Question: We have just finished our annual retirement portfolio re-balancing. All of our accounts are with Vanguard. Should we consider having some accounts at a different company to spread the broker risk around? Howard, Bozeman, MT.
Answer: This question is coming up a lot recently, and with good reason: The collapse of the investment bank Bear Stearns, the handful of bank failures, the frozen auction rate preferred market, and the ongoing turmoil from the credit crunch.
What do I think? For many of us, it’s easier to manage our retirement portfolio if the money is at one institution that offers good service, low fees and investment choice. But does convenience increase your risk? It does a bit, but not by much in most cases. I’ve gone back and forth on this issue several times over the past couple of years. In essence, my answer is “no”, but…
First of all, the biggest protection you have is that your money is invested in securities. So, even if Vanguard, Fidelity, or some other major financial institution got into trouble you still own the securities. (Of course, ownership doesn’t prevent the value of your portfolio from going down.) There is also Securities Industry Protection Corp. backing that provides an additional layer of security in case of fraud and malfeasance. (You can learn more about it at www.sipc.org.)

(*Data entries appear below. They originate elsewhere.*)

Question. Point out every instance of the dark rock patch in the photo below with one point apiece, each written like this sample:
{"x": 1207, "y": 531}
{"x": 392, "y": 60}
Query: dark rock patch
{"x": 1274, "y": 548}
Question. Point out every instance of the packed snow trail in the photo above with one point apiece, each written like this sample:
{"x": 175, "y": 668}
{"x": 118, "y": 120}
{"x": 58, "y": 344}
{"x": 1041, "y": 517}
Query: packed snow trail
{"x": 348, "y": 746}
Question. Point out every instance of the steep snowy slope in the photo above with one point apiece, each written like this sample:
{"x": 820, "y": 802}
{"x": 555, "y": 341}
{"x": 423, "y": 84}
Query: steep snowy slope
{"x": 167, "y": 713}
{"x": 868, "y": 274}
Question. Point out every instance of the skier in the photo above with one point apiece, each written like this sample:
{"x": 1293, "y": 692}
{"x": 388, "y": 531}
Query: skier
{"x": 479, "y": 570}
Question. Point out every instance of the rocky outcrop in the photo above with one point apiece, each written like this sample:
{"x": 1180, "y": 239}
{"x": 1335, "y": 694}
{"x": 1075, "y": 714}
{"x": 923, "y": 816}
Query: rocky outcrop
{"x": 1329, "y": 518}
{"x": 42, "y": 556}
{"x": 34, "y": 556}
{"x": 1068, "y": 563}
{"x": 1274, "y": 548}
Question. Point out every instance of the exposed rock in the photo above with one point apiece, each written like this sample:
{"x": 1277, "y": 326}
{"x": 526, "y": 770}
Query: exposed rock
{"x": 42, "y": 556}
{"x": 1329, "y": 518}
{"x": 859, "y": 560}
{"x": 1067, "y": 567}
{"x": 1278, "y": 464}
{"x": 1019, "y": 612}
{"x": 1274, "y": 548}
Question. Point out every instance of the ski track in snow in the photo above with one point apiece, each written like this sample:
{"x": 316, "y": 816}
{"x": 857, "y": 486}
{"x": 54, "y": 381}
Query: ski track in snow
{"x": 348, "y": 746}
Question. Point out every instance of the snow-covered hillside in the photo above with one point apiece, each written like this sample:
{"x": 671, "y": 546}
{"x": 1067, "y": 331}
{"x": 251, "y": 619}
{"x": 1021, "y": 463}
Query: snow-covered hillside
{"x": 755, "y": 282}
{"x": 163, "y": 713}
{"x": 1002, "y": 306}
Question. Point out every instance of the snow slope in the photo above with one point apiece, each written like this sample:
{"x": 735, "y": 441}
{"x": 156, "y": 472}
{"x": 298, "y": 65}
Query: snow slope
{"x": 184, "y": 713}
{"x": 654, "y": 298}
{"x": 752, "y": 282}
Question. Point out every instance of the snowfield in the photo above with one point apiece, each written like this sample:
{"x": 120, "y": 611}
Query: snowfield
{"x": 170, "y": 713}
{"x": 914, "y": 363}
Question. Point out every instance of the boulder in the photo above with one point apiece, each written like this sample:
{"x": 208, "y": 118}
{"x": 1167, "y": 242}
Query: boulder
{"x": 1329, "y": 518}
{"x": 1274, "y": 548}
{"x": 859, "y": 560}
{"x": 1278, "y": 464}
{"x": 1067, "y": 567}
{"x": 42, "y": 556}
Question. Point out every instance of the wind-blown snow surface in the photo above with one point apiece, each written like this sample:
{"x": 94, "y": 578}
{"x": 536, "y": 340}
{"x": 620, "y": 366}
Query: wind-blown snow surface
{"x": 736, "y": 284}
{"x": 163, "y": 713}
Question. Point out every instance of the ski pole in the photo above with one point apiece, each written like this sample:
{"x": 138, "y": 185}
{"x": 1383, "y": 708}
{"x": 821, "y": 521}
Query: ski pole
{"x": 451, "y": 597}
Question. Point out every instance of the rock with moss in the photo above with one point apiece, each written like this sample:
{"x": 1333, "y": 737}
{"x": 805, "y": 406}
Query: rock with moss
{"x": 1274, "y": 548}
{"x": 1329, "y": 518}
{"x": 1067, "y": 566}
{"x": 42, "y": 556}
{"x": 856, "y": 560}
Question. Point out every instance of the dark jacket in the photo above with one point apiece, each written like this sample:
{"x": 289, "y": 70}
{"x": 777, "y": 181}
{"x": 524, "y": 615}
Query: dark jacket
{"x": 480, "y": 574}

What’s more, most of us end up with a kind of natural financial institution diversification. You have your retirement portfolios with Vanguard. I bet you have savings at a bank or credit union, a life insurance policy with a life insurance company, and so on. If you look at your household as a single entity you’re probably reasonably diversified overall–even if your retirement portfolios are managed by one firm.
Now for the proverbial “but.” In an era of financial supermarkets and one-stop-shopping it’s possible to concentrate amost all your financial assets with one firm. At that point say “stop,” and diversify. The lack of diversification is one reason why I have never been enamored with the financial supermarket idea. The other is that experience shows a firm good at managing mutual funds isn’t necessarily the best at creating other competitive financial products. It always pays to shop around.